A credibility crisis for Ukraine’s allies
The humanitarian vacuum left by the US retreat is a test not just for Ukraine, but for its international partners. And at its heart is a political question: what kind of ally does Europe want to be?
The conversation around aid to Ukraine in Europe has largely centred on weapons and reconstruction — tanks, drones and long-term recovery. But trauma doesn’t wait for peace treaties. The costs of the US funding freeze are not abstract accounting errors. They are being paid daily, by some of the most vulnerable people in Ukraine.
For many Ukrainians, the suddenness of the US withdrawal feels like abandonment. As First Lady Zelenska herself put it in March, the psychological toll of war is not something that can be postponed. The country’s resilience, its post-war future, even its ability to function as a democracy — all hinge on its capacity to care for its people in the here and now.
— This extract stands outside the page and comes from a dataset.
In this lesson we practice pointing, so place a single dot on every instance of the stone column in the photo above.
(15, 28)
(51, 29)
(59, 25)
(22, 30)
European governments should earmark emergency funds to sustain essential mental health and GBV services.
Europe cannot simply ‘backfill’ American aid. But it can act, and quickly, to stop the collapse of Ukraine’s humanitarian front line.
The first step is financial. European governments, through the EU or bilaterally, should earmark emergency funds to sustain essential mental health and GBV services through the next six months. That includes direct funding for NGOs already delivering care on the ground.
Second, programmes like Zelenska’s National Mental Health initiative should receive strategic and technical support from European institutions. That means not just grants, but embedded coordination, training and scalable funding models.
Third, and perhaps most provocatively, the EU must advance serious proposals to use frozen Russian assets to support Ukraine’s social infrastructure. There is no moral or political justification for allowing these resources to sit idle while Ukrainian women go without trauma care or shelter.
If Ukraine is to win this war, it must do more than hold the front line. It must hold itself together. The current scramble to find emergency funding – or to simply ‘get by’ – is no strategy. It’s a slow bleed.